Another factor that affects mortgage rates is availability of credit.
Based on macroeconomic conditions like prevailing unemployment levels, mortgage lenders may project an elevated risk of credit default.
In anticipation of higher rate of credit default, lenders may tighten their underwriting guidelines. They might outright stop offering specific mortgage programs like Jumbo Loans or FHA mortgages, or price themselves out of the market, i.e. setting outrageously high rates for specific products.
Recall that so long as all usury limits and anti-discriminatory laws are followed, mortgage lenders are well within their rights to set underwriting guidelines for their specific mortgage products and change the cost of their offered product any day.

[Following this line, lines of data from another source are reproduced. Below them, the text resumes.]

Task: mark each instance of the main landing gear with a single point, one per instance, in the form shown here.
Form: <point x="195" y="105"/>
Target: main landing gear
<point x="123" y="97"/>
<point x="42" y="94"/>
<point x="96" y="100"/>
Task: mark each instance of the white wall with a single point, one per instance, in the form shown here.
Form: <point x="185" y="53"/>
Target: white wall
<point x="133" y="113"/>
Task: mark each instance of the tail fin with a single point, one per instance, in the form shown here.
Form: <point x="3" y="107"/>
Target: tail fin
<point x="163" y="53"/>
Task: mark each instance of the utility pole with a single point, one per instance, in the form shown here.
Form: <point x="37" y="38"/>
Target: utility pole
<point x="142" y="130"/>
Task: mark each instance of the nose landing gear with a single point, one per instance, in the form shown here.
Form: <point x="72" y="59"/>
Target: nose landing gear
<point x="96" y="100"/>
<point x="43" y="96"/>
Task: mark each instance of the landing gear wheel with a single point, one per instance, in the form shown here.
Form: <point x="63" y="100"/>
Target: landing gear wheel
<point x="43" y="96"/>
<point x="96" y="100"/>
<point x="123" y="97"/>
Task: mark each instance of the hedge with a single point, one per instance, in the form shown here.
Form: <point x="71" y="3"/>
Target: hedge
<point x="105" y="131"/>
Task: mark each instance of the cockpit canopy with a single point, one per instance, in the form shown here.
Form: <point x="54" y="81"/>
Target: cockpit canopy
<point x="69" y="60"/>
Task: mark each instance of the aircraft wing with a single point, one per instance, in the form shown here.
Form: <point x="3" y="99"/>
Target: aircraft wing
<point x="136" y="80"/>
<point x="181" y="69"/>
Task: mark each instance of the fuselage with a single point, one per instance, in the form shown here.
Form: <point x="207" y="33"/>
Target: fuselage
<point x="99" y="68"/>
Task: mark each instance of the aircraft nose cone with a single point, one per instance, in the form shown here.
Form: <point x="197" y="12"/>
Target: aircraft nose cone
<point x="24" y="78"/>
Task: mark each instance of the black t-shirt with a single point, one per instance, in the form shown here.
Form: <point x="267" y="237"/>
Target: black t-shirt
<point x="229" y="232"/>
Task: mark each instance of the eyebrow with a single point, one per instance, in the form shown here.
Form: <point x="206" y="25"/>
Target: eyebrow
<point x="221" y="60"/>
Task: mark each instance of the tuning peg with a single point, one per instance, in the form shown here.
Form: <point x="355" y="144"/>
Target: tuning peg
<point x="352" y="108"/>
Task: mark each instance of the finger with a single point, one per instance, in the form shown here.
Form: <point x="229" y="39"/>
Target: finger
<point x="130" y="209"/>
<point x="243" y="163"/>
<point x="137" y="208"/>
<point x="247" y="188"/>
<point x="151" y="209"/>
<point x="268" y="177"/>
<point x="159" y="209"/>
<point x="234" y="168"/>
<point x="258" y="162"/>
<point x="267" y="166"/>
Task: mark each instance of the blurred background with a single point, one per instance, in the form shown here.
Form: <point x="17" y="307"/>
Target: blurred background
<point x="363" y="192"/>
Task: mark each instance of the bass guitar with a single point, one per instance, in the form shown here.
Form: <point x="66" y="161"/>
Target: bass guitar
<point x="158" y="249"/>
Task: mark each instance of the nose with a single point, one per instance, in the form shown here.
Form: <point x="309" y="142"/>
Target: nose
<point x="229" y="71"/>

Other Factors Impacting Mortgage Rates
Another important factor impacting rates is processing capacity constraints at mortgage lenders.
When lenders are capacity constrained because of too many applications to review in their system, they may be simply unable to process enough application in time, and may opt to raise interest rates.
Note that mortgage lenders are free to set any rate they like within usury limits, so long as they are in full compliance with the Equal Credit Opportunity Act and are not discriminating against a borrower.
As a reason, on any given day, different lenders actually price the risk of a given borrower and a given property very differently. The rates offered by different lenders to a borrower vary significantly.
This is in part driven by strategic interests of mortgage lenders and also their current lending portfolio. Lender’s freedom to set arbitrary rates within usury limits impacts borrowers significantly and makes shopping for mortgage rates a key step for mortgage seekers.